Un día no pude disimular más y, cuando se marcharon todos los clientes, le pedí que preparara unos guanimos para nosotros dos. Me miró como si supiera de mis insomnios y desvelos, de mis ansias por poseerla. Me observó tanto rato, que creí que me moriría cuando apartara su vista de mí, porque ya no tendría sentido vivir sin el roce abrasador de su mirada sobre mi rostro. Sin decir palabra empezó a desvestirse y, como le insistí en lo de los guanimos, me dijo, no nos hace falta. Hicimos el amor en la cocina. Invadí sus dominios oscuros, paladeé sus recetas de bruja, descubrí que sus muslos poseían el mismo brillo que sus brazos, lamí ambos, sin prisas.
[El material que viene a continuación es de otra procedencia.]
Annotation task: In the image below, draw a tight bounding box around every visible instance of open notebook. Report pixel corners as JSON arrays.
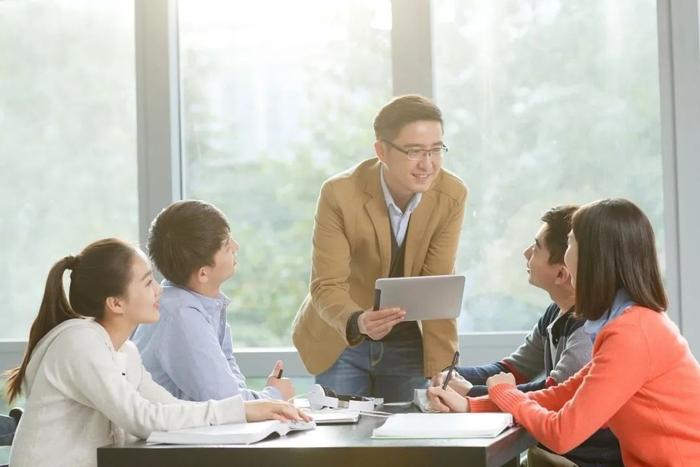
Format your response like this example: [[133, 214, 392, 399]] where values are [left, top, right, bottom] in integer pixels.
[[146, 420, 316, 444], [372, 413, 513, 438]]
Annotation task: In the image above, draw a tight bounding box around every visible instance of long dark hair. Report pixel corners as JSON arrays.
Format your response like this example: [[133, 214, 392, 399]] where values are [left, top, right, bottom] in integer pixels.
[[5, 238, 136, 402], [572, 198, 667, 320]]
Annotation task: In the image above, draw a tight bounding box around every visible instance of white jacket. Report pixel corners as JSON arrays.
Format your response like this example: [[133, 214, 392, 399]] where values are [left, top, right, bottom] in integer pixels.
[[10, 319, 245, 467]]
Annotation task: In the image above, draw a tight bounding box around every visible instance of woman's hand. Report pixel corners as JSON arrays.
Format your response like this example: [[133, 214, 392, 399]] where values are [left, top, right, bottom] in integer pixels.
[[243, 399, 312, 422], [430, 370, 472, 396], [486, 373, 515, 391], [427, 386, 469, 412]]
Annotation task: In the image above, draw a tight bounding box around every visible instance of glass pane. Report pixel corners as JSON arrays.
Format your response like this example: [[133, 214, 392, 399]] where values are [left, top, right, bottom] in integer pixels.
[[179, 0, 391, 346], [433, 0, 664, 332], [0, 0, 138, 339]]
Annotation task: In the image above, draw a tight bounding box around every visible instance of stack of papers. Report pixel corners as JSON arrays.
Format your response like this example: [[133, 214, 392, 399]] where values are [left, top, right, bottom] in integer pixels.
[[372, 413, 513, 438], [146, 420, 316, 444], [304, 409, 360, 425]]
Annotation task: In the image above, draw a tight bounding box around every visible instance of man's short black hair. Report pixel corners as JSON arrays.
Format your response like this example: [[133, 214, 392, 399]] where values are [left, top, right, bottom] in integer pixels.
[[148, 200, 231, 286], [542, 204, 578, 264]]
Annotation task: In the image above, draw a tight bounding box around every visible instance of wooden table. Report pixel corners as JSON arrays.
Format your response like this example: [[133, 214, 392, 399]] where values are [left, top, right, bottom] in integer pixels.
[[97, 415, 535, 467]]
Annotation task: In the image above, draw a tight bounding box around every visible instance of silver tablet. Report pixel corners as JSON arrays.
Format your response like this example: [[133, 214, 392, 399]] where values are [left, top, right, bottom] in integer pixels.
[[374, 276, 464, 321]]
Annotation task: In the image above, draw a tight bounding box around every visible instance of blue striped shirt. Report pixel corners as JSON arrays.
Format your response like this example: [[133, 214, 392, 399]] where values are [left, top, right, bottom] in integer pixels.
[[132, 281, 281, 401]]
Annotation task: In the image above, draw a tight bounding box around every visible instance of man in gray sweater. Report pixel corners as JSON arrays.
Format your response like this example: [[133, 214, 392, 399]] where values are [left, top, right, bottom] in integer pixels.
[[433, 206, 622, 467]]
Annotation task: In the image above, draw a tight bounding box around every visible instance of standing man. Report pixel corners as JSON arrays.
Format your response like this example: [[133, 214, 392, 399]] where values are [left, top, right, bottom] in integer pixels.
[[293, 95, 467, 402]]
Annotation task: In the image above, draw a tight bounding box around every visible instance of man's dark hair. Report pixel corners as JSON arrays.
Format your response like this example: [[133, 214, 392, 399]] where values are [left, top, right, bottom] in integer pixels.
[[542, 204, 578, 264], [148, 200, 231, 286], [374, 94, 442, 141], [572, 198, 667, 320]]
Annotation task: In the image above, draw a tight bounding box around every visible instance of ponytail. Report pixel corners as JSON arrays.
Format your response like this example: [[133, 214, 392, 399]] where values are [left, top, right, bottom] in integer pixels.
[[5, 256, 81, 403]]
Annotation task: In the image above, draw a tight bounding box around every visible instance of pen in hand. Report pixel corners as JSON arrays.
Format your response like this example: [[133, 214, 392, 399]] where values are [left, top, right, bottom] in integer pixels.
[[442, 350, 459, 390]]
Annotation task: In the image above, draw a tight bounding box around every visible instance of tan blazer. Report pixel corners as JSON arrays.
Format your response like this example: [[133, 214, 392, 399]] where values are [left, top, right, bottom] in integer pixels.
[[292, 158, 467, 377]]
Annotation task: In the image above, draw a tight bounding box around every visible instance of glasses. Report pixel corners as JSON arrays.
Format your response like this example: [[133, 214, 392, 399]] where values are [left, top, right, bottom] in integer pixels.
[[382, 139, 447, 161]]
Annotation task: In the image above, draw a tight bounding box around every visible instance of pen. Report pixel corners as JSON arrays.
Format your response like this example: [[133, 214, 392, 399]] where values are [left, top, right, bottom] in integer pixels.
[[442, 350, 459, 389]]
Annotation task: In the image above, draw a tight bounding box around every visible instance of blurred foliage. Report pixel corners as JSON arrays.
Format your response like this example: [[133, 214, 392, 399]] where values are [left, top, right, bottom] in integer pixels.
[[0, 0, 664, 346]]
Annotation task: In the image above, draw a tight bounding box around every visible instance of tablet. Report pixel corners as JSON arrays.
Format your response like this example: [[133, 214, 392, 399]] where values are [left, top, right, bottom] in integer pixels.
[[374, 276, 464, 321]]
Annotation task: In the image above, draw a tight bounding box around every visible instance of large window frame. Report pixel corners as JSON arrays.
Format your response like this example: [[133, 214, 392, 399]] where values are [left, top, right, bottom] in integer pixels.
[[0, 0, 700, 377]]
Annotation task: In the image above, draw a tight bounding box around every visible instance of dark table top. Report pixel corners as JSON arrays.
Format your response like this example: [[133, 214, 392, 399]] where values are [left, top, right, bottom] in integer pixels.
[[98, 409, 535, 467]]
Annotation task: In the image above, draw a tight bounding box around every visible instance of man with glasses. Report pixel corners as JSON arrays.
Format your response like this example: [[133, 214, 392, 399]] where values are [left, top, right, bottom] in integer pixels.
[[293, 95, 467, 402]]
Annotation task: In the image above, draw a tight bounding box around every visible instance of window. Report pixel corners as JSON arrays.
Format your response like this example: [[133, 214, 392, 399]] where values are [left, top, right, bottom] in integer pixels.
[[0, 0, 138, 340], [433, 0, 664, 332], [178, 0, 391, 347]]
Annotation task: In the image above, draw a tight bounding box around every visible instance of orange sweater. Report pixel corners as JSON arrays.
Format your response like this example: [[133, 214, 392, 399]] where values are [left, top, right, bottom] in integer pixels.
[[470, 306, 700, 467]]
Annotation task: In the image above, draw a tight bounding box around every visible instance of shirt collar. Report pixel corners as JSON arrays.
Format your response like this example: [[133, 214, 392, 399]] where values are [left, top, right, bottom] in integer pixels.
[[583, 289, 635, 342], [379, 166, 423, 214], [163, 279, 231, 315]]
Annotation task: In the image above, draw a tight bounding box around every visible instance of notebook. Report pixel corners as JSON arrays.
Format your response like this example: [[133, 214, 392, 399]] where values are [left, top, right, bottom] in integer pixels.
[[146, 420, 316, 444], [304, 408, 360, 425], [372, 412, 513, 439]]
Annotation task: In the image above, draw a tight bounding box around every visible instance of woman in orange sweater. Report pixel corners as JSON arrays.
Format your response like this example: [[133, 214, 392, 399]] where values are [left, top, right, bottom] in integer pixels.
[[429, 199, 700, 467]]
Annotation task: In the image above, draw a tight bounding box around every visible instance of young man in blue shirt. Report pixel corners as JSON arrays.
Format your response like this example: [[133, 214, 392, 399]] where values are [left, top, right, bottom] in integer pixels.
[[433, 206, 622, 467], [132, 200, 294, 401]]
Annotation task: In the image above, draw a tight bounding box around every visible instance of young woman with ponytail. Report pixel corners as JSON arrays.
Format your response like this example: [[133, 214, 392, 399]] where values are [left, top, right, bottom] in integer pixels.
[[6, 239, 309, 467]]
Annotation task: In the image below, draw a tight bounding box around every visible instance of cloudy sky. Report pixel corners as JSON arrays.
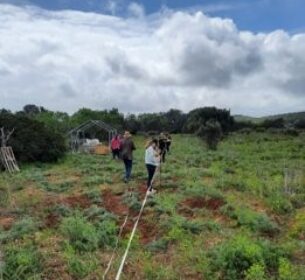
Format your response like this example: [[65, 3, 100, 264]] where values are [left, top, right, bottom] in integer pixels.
[[0, 0, 305, 116]]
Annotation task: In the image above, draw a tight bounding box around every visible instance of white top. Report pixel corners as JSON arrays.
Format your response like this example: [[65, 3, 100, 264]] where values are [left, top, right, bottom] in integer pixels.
[[145, 146, 159, 166]]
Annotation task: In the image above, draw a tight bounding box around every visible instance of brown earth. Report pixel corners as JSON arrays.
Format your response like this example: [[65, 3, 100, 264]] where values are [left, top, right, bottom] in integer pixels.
[[45, 213, 60, 228], [0, 217, 15, 230], [182, 197, 225, 210], [103, 190, 128, 216], [61, 194, 92, 209], [122, 217, 159, 245]]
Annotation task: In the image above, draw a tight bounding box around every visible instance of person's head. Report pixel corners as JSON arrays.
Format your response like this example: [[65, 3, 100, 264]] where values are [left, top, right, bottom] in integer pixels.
[[145, 139, 158, 149], [124, 130, 131, 139]]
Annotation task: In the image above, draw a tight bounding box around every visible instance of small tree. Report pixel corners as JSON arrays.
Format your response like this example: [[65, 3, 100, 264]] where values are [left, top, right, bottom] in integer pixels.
[[197, 120, 222, 150]]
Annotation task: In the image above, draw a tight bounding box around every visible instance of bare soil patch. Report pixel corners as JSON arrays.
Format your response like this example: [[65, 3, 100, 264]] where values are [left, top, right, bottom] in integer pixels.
[[62, 194, 91, 209], [182, 197, 225, 210], [0, 217, 15, 230], [103, 190, 128, 216]]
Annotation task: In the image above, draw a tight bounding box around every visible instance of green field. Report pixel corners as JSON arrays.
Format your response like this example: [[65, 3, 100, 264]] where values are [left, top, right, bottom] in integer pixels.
[[0, 133, 305, 280]]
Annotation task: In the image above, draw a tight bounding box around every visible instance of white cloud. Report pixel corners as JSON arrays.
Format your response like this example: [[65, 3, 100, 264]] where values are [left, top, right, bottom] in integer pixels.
[[127, 2, 145, 18], [0, 4, 305, 115]]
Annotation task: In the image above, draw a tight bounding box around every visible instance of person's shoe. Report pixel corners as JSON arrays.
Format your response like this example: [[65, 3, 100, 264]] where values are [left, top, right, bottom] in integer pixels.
[[147, 189, 157, 195]]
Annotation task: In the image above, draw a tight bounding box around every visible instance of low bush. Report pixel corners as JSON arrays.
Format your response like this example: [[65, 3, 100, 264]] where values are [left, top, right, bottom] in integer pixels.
[[60, 213, 99, 252], [0, 217, 39, 242], [0, 244, 43, 280], [64, 246, 98, 279], [211, 235, 283, 280]]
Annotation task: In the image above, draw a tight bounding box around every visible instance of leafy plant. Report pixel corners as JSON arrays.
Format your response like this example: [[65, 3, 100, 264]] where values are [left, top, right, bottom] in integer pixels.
[[0, 244, 43, 280], [60, 213, 99, 252]]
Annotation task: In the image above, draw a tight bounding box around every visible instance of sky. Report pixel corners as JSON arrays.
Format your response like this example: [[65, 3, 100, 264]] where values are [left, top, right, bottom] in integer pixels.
[[0, 0, 305, 116]]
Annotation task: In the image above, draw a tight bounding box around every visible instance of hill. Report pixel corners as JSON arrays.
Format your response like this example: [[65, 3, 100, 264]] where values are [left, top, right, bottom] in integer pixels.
[[234, 112, 305, 123]]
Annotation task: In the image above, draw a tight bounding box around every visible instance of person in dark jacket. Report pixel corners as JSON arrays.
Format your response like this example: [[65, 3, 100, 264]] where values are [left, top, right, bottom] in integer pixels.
[[159, 133, 167, 162], [145, 139, 160, 194], [165, 133, 172, 154], [111, 135, 121, 159], [121, 131, 136, 183]]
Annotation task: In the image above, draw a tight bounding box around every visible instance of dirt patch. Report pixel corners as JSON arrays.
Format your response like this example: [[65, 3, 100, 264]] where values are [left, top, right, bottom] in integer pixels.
[[0, 217, 15, 230], [103, 190, 128, 216], [182, 197, 225, 210], [122, 217, 159, 245], [45, 213, 60, 228], [61, 194, 91, 209]]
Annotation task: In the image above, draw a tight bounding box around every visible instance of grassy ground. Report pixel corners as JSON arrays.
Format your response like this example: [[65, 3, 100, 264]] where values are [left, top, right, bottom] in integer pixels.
[[0, 133, 305, 280]]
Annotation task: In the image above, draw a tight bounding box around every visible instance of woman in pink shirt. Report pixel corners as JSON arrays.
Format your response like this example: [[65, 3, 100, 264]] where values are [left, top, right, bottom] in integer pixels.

El tiempo se había detenido, estancado en sus pezones, atrapado en su lengua que se enredaba con la mía.
             Durante varias semanas se sucedieron nuestros encuentros, siempre en la cocina. Cuando se iban los clientes preparaba aquellos platos exóticos, que olían y sabían a su tierra, a un Caribe de contrastes, salado y dulce, como ella. Hasta sus nombres me producían placer: guanimos, yeniqueques, bollitos de yuca, crema de auyama, coconetes, licor de mandarina...
            El día que se marchó me pidió que invitáramos a nuestros clientes habituales, que les dedicáramos una cena privada, para agradecerles su fidelidad. No pude negarme. Quería preparar un plato tradicional de su tierra; era su cumpleaños y echaba de menos a su familia. Su madre solía cocinarlo para ella cada año, me contó. Nunca antes habíamos hablado de este tema. Para mí Rosalía era un ser que había surgido de la nada, sin pasado. Existía para que yo la amara, para que me extasiara contemplando su piel dorada, para que me perdiera en los misterios de su mirada antigua. Saber que tenía un sitio al que volver me hizo sentir que nuestra relación era vulnerable.
            Después de esa cena desapareció y lo más extraño de todo es que nadie parecía recordarla. Ricardo, mi cocinero habitual, regresó, como si no hubiera pasado nada, como si nunca se hubiera ausentado del restaurante. Sólo existe en mis recuerdos, y para no olvidarla cuento mi historia a todo aquel que quiere escucharme.
“¿Le sirvo otro whisky?”
El cliente negó con la cabeza, en sus ojos turbios pudo ver que no había creído sus palabras, palabras que olvidaría nada más salir del local. Se sirvió una copa y dejó que la madrugara cayera sobre su espaldas, al menos aquella noche dormiría en paz, siempre descansaba mejor después de relatar su historia a algún desconocido. No perdía la esperanza de que alguien le creyera. 

5 comentarios:

Jacobino dijo...

El estilo es implecable, pero, a pesar del tema fantástico, le falta mordiente.

Suerte.

Anónimo dijo...

Está bueno, aunque me da la sensaciòn de que el último párrafo está de más.

Anónimo dijo...

Completamente de acuerdo, el relato está fenomenal. Creo que no hubiese necesitado el último parrafo. En caulquier caso me ha gustado mucho, enhorabuena a su autor.


Submarinista

Calvin dijo...

Coincido con los anteriores comentarios. La historia es interesante y la atmósfera acertada. Eso sí, el último párrafo no va a ninguna parte, salvo que la idea de que le está contando la historia a laguien fuera intercalándose a lo largo del relato, entrando y saliendo de la narración.

UN saludo

Anónimo dijo...

La historia al principio me enganchó.
La idea es interesante aunque me pareció un poco larga.